The Northwestern coach didn’t find immediate success in his first season in the Big Ten either, guiding his team to just seven total wins and finishing 10th in the conference. When the Badgers (5-16, 0-8 Big Ten) and Wildcats (16-5, 5-3) meet Wednesday in Evanston, it will be a matchup between a program rebuilding from scratch and a reestablished one that was rebuilding not too long ago.

“I’ve known Jonathan a long time. … We have a great relationship,” McKeown said. “He has a really good understanding of what he wants to do at Wisconsin and how he wants to do it.”

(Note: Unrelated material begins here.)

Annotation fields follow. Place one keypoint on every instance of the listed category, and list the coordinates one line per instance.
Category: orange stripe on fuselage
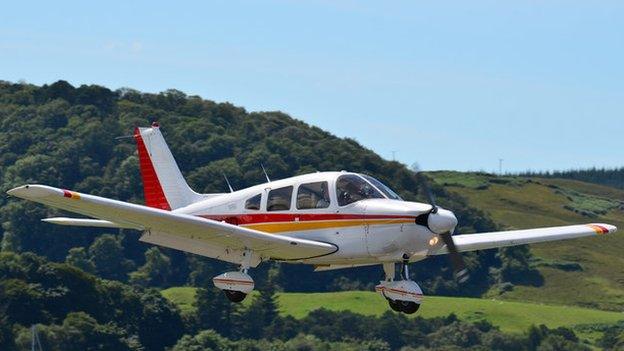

It could take some time, however. Previous coach Bobbie Kelsey took over the program after five-straight postseason appearances from 2007-2011. But Kelsey never eclipsed .500 and lost at least 19 games in each of her five years at the helm. She was fired after last season, and Tsipis arrived from George Washington, where he guided the Colonials to the NCAA Tournament each of the previous two seasons.

That makes for a striking similarity with McKeown, who spent 19 years at George Washington before coming to Evanston. He guided the Colonials to 441 wins and 15 NCAA Tournaments, including the Sweet 16 twice in his final two years. But when he came to NU in 2008, he inherited a program that hadn’t made the tournament since 1997.

Since McKeown’s arrival, the Cats have tallied five winning seasons. They made the tournament two years ago and have a good opportunity to do so again this winter.

Parallels aside, NU is presently the far better program. No player on the Wisconsin roster has ever made an All-Big Ten team, while the Cats boast three-time first-team selection Nia Coffey, a senior forward, and reigning Defensive Player of the Year Ashley Deary, a senior guard.

Statistically, NU is better across the board. The Cats sit above the Badgers in scoring offense, scoring defense and scoring margin and are five games ahead in the conference standings.

Even last season, when NU stumbled to a 4-14 mark in Big Ten play, it rolled past Wisconsin in Madison and snuck out a win in a Big Ten Tournament rematch.

Though the bottom-feeding Badgers don’t pose the threat of the likes of No. 3 Maryland or No. 14 Ohio State, senior forward Lauren Douglas said that won’t affect the Cats’ approach.

“We have to focus on what we do, not what they do to us,” Douglas said. “We won’t change much.”

Matchups with elite teams like Maryland and Ohio State often inspire extra motivation. But a game with Wisconsin can do the same for an NU team seeking a return to the NCAA Tournament.

“If anything we’re more motivated,” Deary said. “You don’t want to be that one team that loses to someone at the bottom of the conference.”